Es gibt nur eine Unterscheidung zwischen TwinCAT Versionen für CE und allen anderen TC Versionen denn es gibt keine spezielle Version für Embedded von TC. Was Beckhoff aber macht ist auf den Embedded Rechner zusammen mit dem Betriebsystem eine bestimmte TC Version vorinstallieren.


----------



## trinitaucher (14 Juli 2011)

SPSDAU schrieb:


> Du musst die Links schon genauer lesen, da steht PTP bzw. NC-I was immer auch PLC beinhaltet.


Die aufgeführten Level sind die maximalen Level. Wenn dort NCi steht, heißt es nicht, dass immer NCi freigegeben ist. Der Level wird nämlich in der CX-Hardware festgelegt. Hat man PLC bestellt, will aber NCi, muss man es drüber installieren und braucht einen Lizenz-Key.

Ich arbeite seit Jahren mit CXen (XPemb.) und noch keiner hatte ne Vollversion drauf. ... das ist Fakt!


----------



## SPSDAU (14 Juli 2011)

SPSDAU schrieb:


> Verstehe ich das richtig, Du gehst per Remote auf einen Embedded CX  Rechner und kannst dort keinen Systemmanager öffnen und damit keinen Scan machen ?



@trinitaucher

Könntest Du bitte mal darauf antworten ?


----------



## trinitaucher (14 Juli 2011)

SPSDAU schrieb:


> Verstehe ich das richtig, Du gehst per Remote auf einen Embedded CX  Rechner und kannst dort keinen Systemmanager öffnen und damit keinen Scan machen ?


Genau so ist es.
Es ist kein System Manager und kein PLC-Control drauf.

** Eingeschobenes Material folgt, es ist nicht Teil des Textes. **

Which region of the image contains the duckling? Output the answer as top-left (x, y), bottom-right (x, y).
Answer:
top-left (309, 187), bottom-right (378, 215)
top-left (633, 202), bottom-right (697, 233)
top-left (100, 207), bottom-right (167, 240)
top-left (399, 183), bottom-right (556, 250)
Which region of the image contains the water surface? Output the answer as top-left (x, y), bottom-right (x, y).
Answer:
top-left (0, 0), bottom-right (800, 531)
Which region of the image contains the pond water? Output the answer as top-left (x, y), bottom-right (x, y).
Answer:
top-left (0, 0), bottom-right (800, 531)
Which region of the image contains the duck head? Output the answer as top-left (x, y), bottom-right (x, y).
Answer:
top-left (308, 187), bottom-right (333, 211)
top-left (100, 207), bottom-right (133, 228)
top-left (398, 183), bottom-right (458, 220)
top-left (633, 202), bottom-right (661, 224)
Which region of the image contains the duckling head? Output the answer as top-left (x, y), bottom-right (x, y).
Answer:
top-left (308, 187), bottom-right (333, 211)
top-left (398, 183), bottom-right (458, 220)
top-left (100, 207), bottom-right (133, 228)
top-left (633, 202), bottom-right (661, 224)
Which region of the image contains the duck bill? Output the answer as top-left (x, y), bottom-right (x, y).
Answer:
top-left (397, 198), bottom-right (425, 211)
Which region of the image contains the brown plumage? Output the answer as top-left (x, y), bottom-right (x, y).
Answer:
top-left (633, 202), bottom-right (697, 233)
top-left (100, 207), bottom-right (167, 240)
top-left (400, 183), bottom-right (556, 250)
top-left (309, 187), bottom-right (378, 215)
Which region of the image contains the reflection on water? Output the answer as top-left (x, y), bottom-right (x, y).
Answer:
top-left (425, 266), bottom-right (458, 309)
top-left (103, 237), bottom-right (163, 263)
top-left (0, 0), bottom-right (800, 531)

Im TwinCAT-Ordner fehlen die Unterordner "IO" und "PLC".

@SPS-DAU
Wieviele CXe mit XPemb hattest du schon vor dir, wo die Vollversion ab Werk drauf war?


----------



## SPSDAU (14 Juli 2011)

gloeru schrieb:


> Du kannst einfach mal die Demo runterladen und installieren, die Registrierung entfällt, da diese bereits in der Hardware implementiert ist!
> 
> Auf Win XPe hast du eine komplette TwinCAT Umgebung zur Verfügung!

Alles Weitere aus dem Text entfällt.